Existing data acquisition systems (DAQ) enable detection, processing, monitoring and analysis of human physiology, and cater to a wide range of clinical and nonclinical circumstances. Their cost-effectiveness, quality, compactness, ease of use, reduced power requirements, availability, and so on are the prime factors based on which they can be assessed objectively. A lot has been achieved in this domain; however there is still scope for improvement in terms of noise immunity, universal connectivity, real-time processing, and analysis, and also because these systems are still unaffordable and beyond the reach of common man. Modern tools and techniques that have enabled the deployment of portable computer-based DAQ can facilitate continuous monitoring of human physiology in a much simpler and affordable manner.

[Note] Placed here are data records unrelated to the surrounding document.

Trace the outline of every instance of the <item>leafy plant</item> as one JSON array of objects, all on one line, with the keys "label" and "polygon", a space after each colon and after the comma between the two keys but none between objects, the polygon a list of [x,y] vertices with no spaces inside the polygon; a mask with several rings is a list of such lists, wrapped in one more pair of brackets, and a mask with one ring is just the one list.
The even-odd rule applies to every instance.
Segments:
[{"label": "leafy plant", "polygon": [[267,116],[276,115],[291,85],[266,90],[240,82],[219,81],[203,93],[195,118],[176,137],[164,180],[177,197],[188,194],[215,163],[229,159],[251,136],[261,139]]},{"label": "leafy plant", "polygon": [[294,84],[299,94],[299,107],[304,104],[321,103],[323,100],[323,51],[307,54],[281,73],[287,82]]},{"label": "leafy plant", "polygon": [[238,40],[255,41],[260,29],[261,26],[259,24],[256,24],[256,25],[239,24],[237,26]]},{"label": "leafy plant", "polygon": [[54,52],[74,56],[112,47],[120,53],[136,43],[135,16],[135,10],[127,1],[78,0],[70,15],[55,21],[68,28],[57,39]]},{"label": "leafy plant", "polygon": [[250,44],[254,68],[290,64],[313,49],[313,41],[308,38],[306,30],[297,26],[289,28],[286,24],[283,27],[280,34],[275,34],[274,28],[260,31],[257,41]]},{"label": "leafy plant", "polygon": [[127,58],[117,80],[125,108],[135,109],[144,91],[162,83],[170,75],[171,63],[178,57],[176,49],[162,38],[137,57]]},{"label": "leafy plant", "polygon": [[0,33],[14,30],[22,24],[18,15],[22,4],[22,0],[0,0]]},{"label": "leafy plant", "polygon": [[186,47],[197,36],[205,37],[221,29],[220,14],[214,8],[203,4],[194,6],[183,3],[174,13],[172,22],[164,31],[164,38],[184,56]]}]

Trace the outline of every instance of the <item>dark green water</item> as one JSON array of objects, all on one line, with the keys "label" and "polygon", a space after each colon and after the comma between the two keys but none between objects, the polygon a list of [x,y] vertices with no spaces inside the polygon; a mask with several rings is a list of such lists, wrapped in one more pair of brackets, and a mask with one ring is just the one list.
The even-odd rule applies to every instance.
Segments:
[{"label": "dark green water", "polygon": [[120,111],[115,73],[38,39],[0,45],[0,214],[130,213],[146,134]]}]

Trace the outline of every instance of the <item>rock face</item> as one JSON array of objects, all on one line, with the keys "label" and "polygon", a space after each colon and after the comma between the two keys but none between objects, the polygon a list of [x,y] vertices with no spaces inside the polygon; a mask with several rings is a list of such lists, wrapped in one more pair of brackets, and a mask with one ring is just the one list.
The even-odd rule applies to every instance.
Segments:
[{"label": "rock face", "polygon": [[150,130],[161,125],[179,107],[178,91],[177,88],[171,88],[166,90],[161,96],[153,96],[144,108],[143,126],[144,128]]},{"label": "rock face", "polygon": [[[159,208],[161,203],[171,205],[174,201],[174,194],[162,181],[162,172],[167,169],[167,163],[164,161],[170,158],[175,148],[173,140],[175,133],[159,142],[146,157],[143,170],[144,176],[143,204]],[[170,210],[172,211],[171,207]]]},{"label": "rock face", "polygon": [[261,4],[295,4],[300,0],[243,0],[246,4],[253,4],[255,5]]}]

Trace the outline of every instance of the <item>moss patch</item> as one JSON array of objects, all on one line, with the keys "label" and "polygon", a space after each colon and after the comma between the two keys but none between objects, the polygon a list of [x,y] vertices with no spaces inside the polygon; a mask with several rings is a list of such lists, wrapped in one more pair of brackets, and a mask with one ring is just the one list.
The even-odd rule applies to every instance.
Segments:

The book Real-Time Data Acquisition in Human Physiology emphasizes the strategy and deployment of a PC-based arrangement for real-time acquisition, processing, and analysis of human electrocardiogram (ECG), electromyogram (EMG), and carotid pulse waveforms. The indigenous system designed and described in this book allows easy-to-interface simple hardware arrangement for bio-signal detection. The computational functionality of MATLAB is verified for viewing, digital filtration, and feature extraction of acquired bio-signals. This book demonstrates a method of providing a relatively cost-effective and realizable explanation to real-time monitoring, assessment, and evaluation of human physiology that can directly benefit the mass.
Key features of the book include an application-driven, interdisciplinary, and experimental approach to bio-signal processing with a focus on acquiring, processing, and understanding human ECG, EMG, carotid pulse data, and heart rate variability (HRV). It covers instrumentation and digital signal processing techniques useful for detecting and interpreting human physiology in real time, including experimental layout and methodology in an easy-to-understand manner. Detailed discussion is presented on the development of a computer-based system that offers direct connectivity with a computer via its sound card and eliminates the requirement of proprietary DAQ and ADC subsystems. It also covers MATLAB-based algorithm for online noise reduction and feature extraction and can infer diagnostic features in real time. Proof of concept is provided for a PC-based twin channel acquisition system for recognition of multiple physiological parameters. The use of digital signal controller to enhance features of acquired human physiology has also been explained. It also presents the concept that carotid pulsation can be utilized for HRV analysis in critical circumstances using a very simple hardware/software arrangement.